Celtic Connections
The Macmath Collective & Kirsty Law
Glasgow Royal Concert Hall
Rob Adams
three stars
TWO projects at different stages in their development shared the Strathclyde Suite stage on Tuesday. Borders-based Kirsty Law’s Young Night Thought borrows poems and fragments from writers including Robert Louis Stevenson, who provided the title, and Lady Nairne and works them into songs with visual as well as musical accompaniment.
It’s a work-in-progress for now, with an album due later this year, and Law’s singing betrayed some early nerves. She was well served by her musicians, however, especially fiddler Rona Wilkie who added nuance, vibrancy and appropriate darkness to pieces ranging from street songs to eerie portrayals.

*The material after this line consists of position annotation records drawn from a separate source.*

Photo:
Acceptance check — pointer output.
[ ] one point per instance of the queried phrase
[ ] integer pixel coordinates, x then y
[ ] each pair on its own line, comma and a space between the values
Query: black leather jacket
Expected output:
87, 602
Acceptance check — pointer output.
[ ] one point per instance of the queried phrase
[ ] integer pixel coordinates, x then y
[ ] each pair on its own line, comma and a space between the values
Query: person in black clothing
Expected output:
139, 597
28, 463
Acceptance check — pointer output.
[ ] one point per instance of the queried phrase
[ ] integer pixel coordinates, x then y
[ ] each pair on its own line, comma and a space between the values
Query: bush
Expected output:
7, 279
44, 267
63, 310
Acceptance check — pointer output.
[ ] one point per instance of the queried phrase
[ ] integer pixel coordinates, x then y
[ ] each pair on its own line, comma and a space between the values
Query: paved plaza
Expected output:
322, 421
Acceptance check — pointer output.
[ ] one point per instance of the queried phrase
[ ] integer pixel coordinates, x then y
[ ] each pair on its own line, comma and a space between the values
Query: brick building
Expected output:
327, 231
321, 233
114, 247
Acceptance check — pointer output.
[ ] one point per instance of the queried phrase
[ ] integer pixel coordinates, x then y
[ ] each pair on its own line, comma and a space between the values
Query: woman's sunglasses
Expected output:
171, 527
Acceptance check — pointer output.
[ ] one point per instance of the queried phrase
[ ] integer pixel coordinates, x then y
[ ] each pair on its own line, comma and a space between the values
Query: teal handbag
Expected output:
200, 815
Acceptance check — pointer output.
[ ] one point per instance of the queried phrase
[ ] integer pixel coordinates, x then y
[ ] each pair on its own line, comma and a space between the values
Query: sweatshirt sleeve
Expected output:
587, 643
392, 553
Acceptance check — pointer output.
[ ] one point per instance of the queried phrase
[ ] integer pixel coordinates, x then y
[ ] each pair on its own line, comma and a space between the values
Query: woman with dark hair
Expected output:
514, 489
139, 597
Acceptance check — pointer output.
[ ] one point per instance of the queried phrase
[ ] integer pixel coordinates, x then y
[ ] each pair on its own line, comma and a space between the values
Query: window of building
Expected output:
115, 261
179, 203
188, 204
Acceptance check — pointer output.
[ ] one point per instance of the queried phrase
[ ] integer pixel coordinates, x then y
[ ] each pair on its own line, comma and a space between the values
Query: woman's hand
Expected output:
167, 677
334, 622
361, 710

William Macmath was a Galloway-born, Edinburgh-based clerk whose life changed majorly when he read an advertisement in a periodical in which a Harvard professor asked for traditional songs to be collected and sent to him. The professor, Francis James Child, is now much better remembered than Macmath but the latter’s contribution to the hugely influential Child Ballad collections remains significant and in setting up and recording the Macmath Collective, the Dumfries & Galloway arts worker and choir director Alison Burns has given him his rightful place in the enterprise.

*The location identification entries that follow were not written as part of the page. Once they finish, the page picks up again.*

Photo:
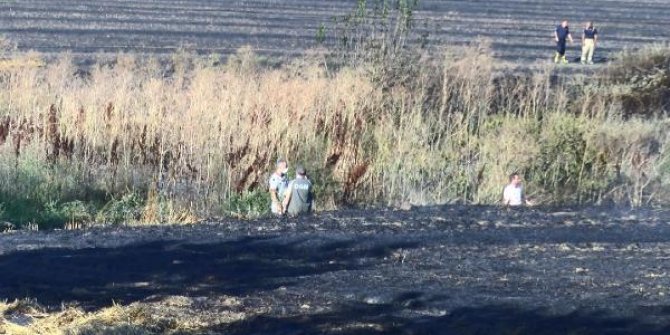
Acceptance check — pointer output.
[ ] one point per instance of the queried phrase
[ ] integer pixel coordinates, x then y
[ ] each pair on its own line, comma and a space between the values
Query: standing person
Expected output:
561, 35
298, 199
589, 40
278, 183
513, 194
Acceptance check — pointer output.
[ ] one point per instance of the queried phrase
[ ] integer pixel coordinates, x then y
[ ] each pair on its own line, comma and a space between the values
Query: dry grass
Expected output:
200, 134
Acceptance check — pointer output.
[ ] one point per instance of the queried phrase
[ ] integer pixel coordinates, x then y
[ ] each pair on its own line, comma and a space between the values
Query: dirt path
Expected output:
469, 270
520, 30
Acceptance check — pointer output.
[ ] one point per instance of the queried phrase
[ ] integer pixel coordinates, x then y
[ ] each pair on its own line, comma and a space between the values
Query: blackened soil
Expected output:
436, 270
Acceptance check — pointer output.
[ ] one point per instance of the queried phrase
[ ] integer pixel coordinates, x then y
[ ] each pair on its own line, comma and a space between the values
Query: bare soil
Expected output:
450, 269
520, 30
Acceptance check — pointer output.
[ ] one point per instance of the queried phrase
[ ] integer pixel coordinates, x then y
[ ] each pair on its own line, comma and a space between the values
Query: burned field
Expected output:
519, 30
452, 269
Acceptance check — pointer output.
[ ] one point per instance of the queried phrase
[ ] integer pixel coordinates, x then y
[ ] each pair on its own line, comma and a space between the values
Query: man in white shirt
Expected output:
513, 193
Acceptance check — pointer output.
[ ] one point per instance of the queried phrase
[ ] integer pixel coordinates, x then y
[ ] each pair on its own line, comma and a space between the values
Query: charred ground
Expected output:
520, 30
451, 269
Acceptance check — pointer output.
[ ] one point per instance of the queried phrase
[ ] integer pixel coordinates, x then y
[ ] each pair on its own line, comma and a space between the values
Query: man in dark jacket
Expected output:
298, 196
561, 35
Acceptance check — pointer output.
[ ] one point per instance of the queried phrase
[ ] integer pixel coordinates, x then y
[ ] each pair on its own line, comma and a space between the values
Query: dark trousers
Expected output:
560, 47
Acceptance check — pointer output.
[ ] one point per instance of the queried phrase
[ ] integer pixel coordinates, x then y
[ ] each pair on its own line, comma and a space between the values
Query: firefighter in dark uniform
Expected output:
561, 35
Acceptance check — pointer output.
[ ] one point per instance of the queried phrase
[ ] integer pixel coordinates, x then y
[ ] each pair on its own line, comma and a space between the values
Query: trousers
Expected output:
587, 50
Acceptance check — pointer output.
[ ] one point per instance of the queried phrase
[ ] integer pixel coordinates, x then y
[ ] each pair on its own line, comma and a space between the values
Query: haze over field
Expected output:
518, 29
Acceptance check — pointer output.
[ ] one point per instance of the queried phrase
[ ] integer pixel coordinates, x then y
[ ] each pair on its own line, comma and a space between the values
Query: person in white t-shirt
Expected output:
513, 194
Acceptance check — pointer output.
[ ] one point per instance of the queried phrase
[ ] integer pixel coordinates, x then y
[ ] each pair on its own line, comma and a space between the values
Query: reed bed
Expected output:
145, 141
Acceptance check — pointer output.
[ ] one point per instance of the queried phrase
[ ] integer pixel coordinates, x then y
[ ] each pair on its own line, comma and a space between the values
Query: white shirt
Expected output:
513, 195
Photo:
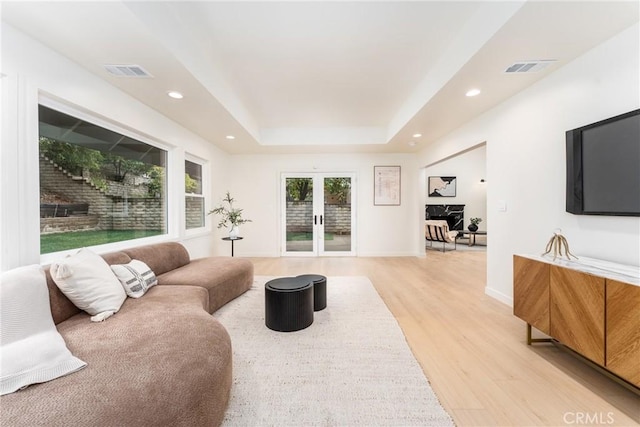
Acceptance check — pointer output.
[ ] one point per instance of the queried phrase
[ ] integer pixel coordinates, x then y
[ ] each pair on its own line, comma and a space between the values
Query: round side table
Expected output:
288, 304
319, 290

With narration and amusing characterisation from poet Tom Pow, a cast of six singers and musicians from the area brought the songs Macmath collected off the page with due care and no little energy. Singers Robyn Stapleton and Emily Smith delivered contrasting tales, the former following the tragic Queen Jane with the slightly bawdy John Blunt, and the latter singing the daft I Saw the Snail with enthusiastic charm before bringing real weight and assurance to the Queen of the Fairies.